I’ve lived in Phoenix Hill for the last 14 years. It’s close to Shelby Park, and my area near East Broadway has a similar demographic. I’ve been called a “faggot” so many times I’ve lost count. Thankfully, it has toned down significantly in recent years, but this past June some artists painted a mural at my property; they were cornered behind a fence by a group of teenagers and mocked. The word “faggot” was used repeatedly. It was so disturbing and threatening that one artist left town, but the other stayed and put out a call to his friends to come help. They created a safe space to work and to finish this beautiful project. The threat created more passion to see it through. My plan for the property is to eventually open it up to community pagan and other events as a safe, urban nature sanctuary.

I understand Sojourn’s good intentions for Shelby Park and I wish I could be more supportive, but I can’t. Our homophobic society exists largely because of the medieval interpretations of same-sex attraction that Sojourn refuses to let go of. I feel they have no place in Louisville’s more progressive neighborhoods. I fear they may be bringing the suburban megachurch atmosphere to the city center. Sojourn simply calls homosexuality a “sin,” loving the sinner and hating the sin, and by doing so they equate a person’s innate orientation with adultery, murder, theft, etc. It’s an attempt to demonize our nature, our relationships, families and community. It’s irrelevant if Sojourn denies these consequences; this is the message that’s often received, reinforced by centuries of religious persecution. To many people, it helps to justify attempting to degrade and humiliate us and, too often, threaten us with violence. We all know that fundamentalists ignore the countless commands in the Bible that all Christians ignore because the modern mind can dismiss them as superstitious nonsense — like God commanding a rapist to marry his victim. Yet they hold onto the condemnation of LGBT people, believing we’re weak for giving into our “sins.”

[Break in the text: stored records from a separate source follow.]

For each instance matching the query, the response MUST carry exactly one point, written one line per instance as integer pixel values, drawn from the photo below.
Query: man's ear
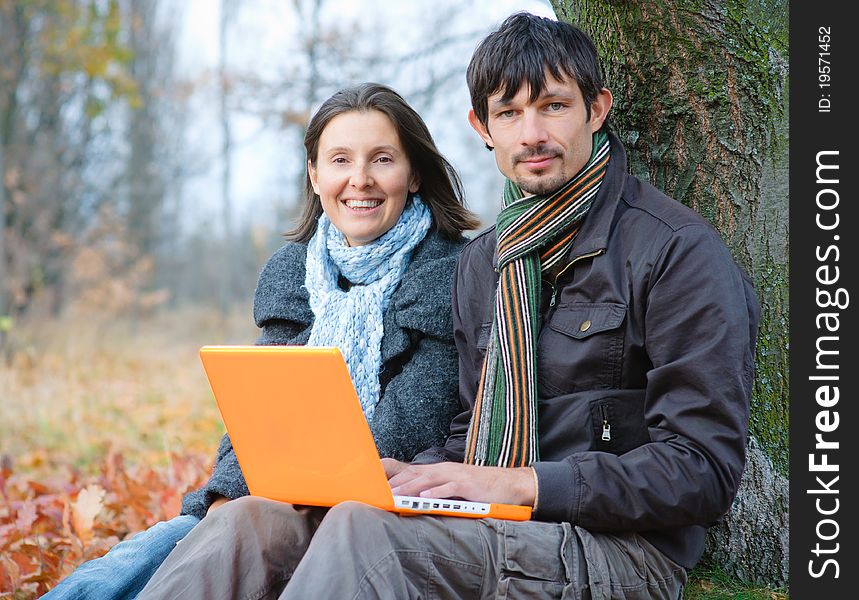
(311, 171)
(481, 130)
(414, 183)
(600, 108)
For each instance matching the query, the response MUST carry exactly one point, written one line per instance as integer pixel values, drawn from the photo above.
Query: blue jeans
(122, 572)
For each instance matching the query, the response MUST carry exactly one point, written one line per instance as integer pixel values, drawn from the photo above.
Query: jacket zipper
(554, 285)
(606, 426)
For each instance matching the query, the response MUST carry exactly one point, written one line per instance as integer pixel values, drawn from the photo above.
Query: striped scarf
(534, 234)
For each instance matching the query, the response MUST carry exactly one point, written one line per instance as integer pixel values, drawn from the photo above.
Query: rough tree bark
(700, 94)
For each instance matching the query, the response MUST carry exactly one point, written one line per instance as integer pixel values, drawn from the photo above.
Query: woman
(368, 269)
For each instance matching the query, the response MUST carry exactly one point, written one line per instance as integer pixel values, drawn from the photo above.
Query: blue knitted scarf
(352, 320)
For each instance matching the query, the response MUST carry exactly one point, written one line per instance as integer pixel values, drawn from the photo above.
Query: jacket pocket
(581, 348)
(617, 421)
(582, 320)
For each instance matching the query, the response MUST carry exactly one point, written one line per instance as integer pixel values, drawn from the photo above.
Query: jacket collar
(593, 236)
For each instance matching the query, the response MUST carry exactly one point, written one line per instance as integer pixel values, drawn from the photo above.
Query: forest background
(150, 160)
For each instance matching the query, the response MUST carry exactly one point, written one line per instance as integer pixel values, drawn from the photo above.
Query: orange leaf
(26, 518)
(84, 510)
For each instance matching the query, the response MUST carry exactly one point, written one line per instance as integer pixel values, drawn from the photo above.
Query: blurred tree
(83, 125)
(63, 65)
(700, 94)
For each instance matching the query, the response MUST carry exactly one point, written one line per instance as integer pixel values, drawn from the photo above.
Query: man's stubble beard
(542, 186)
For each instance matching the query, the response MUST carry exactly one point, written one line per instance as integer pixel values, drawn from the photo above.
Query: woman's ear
(311, 172)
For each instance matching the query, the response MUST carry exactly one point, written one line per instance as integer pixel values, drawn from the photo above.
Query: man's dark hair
(520, 52)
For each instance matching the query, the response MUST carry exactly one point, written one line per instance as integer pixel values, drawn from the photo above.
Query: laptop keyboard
(433, 504)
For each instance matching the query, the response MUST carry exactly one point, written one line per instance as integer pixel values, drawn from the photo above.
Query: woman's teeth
(363, 203)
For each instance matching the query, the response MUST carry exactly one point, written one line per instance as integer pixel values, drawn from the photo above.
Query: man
(606, 342)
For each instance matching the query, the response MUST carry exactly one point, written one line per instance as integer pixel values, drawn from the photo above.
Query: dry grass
(72, 389)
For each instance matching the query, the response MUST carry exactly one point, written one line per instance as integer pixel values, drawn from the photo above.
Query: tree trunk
(700, 93)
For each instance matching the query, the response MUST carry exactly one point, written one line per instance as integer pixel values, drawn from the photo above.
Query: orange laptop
(300, 436)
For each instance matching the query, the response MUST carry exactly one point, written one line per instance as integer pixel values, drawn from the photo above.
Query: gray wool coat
(419, 373)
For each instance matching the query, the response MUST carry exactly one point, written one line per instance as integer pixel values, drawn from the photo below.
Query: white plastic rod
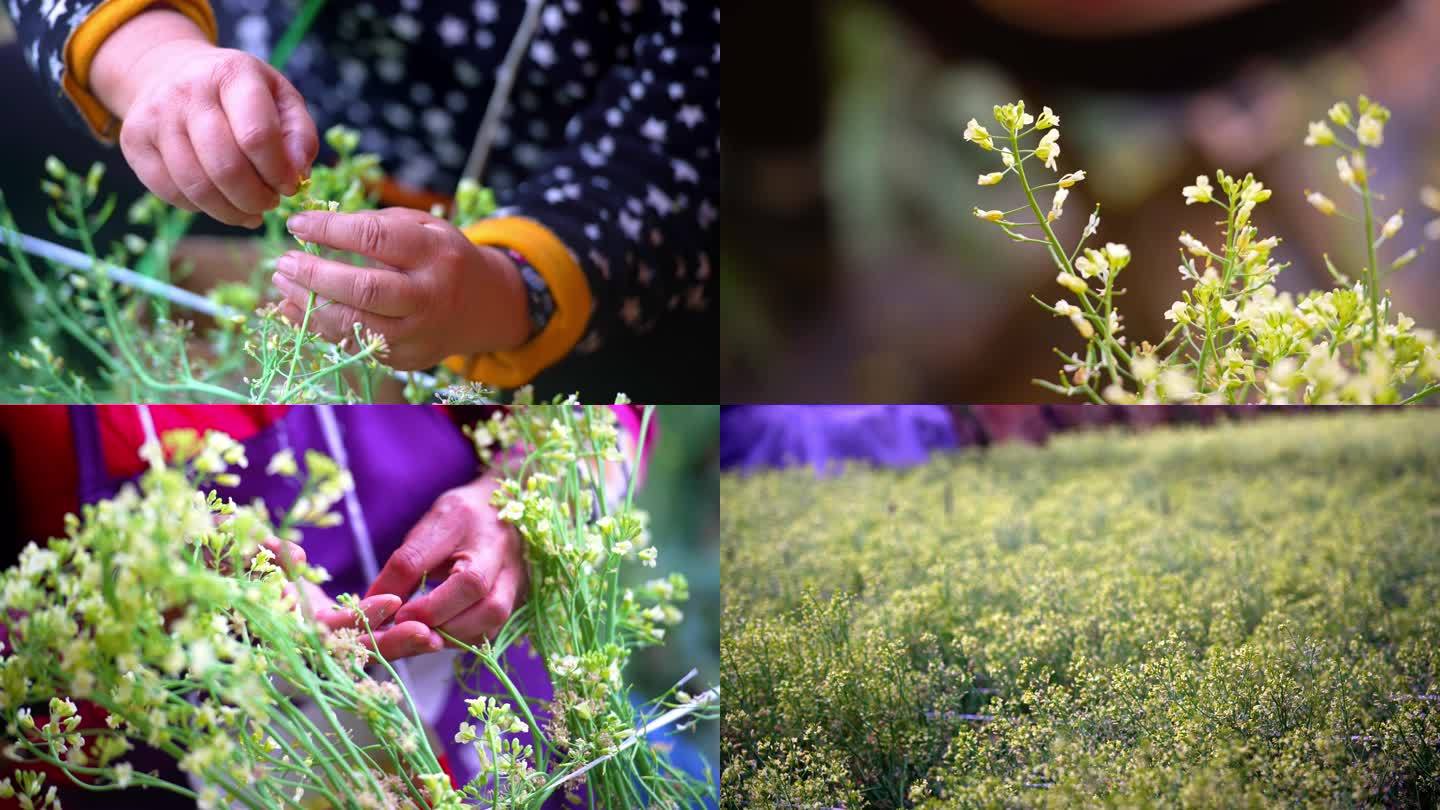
(77, 260)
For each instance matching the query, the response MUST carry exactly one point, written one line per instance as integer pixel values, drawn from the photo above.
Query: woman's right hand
(205, 128)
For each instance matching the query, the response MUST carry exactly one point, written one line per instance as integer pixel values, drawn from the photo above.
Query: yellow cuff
(553, 261)
(85, 41)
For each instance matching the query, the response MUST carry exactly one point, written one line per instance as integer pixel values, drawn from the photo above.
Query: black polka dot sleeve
(42, 28)
(635, 193)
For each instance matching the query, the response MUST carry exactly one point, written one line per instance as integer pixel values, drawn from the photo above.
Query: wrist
(504, 299)
(143, 49)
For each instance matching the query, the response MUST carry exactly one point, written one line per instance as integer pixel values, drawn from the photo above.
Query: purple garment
(402, 457)
(827, 435)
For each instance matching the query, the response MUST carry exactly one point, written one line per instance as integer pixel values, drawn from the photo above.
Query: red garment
(43, 451)
(45, 470)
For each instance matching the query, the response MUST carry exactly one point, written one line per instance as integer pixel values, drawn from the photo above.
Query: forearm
(136, 51)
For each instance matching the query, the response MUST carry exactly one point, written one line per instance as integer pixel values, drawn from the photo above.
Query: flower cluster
(164, 611)
(1236, 337)
(579, 617)
(170, 613)
(147, 352)
(1216, 617)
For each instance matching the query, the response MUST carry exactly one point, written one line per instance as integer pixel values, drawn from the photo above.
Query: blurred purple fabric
(824, 437)
(827, 435)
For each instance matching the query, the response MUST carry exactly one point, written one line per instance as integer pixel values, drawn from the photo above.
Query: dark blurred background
(853, 265)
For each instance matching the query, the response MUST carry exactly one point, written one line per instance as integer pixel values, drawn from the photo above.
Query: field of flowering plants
(1237, 616)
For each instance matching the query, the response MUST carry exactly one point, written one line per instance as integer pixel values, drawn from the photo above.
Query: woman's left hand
(431, 293)
(480, 558)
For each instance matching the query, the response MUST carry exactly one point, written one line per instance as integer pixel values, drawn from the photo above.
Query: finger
(429, 544)
(373, 235)
(144, 157)
(228, 166)
(484, 620)
(193, 182)
(378, 610)
(285, 551)
(297, 127)
(249, 107)
(470, 582)
(330, 320)
(405, 640)
(369, 290)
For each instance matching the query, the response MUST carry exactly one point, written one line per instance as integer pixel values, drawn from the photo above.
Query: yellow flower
(1118, 254)
(1092, 264)
(1200, 192)
(1321, 202)
(1049, 149)
(1319, 134)
(1370, 130)
(1057, 205)
(1393, 225)
(1345, 172)
(1194, 245)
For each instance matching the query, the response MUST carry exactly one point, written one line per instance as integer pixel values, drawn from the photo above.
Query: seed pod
(92, 177)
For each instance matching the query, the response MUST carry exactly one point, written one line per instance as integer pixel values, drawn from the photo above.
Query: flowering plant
(1236, 337)
(143, 350)
(187, 623)
(1239, 616)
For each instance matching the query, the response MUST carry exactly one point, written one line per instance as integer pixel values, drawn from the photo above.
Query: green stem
(1057, 252)
(1373, 268)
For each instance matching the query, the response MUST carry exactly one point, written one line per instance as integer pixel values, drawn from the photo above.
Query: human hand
(205, 128)
(431, 293)
(462, 539)
(329, 613)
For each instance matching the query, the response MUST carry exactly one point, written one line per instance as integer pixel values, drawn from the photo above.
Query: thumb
(297, 127)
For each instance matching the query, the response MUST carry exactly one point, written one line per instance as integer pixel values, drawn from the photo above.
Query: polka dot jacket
(609, 140)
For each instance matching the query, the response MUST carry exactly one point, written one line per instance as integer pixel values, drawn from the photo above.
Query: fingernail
(378, 608)
(285, 286)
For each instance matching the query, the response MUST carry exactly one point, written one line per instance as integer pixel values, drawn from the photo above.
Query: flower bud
(1319, 134)
(1072, 283)
(1321, 202)
(92, 177)
(1370, 130)
(979, 136)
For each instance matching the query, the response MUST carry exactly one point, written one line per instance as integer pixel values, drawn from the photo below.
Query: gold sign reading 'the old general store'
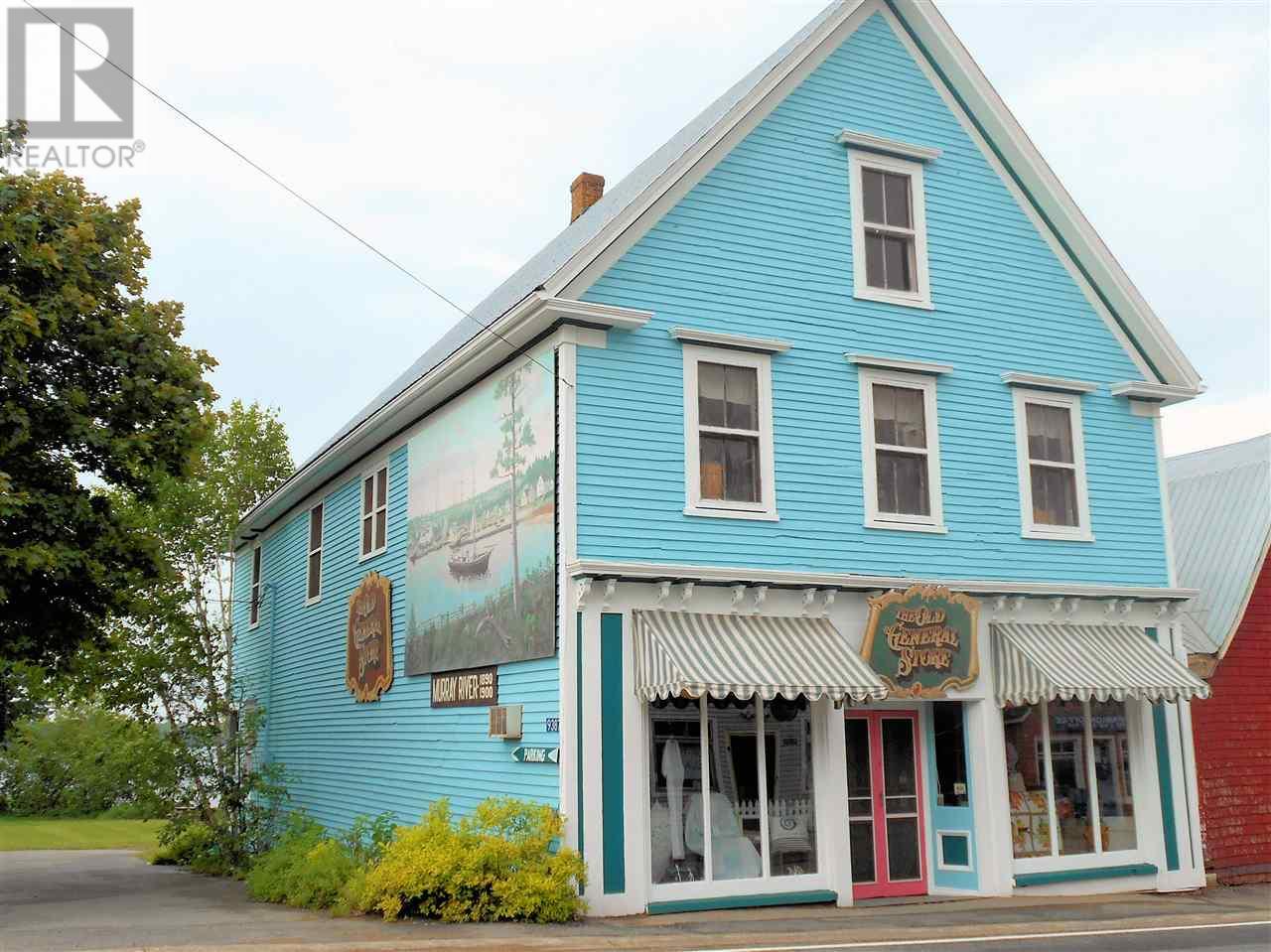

We’re all tired of this issue. I know I am. We’ve all taken sides, but minds are still changing and it’s clear which way the tide is turning. Of course, members of Sojourn have every right to believe what they will, but it’s clearly a choice and there are undeniable consequences, in my opinion. We will continue to point out these consequences until we no longer need to.

I’m writing this letter in the hope that these unfortunate incidents in both Phoenix Hill and Shelby Park might open up the minds of some Sojourn members to the fact that their fundamentalist views on the LGBT community contribute to the very atmosphere they’re trying to heal. Homophobia is a fact of life, and sometimes it manifests in threatening and violent ways. I hope that someday I can embrace Sojourn existing so close to my home. I have no problem with Christianity in general; it’s the details that matter. I have great hope for the future of downtown Louisville and all of its diversity.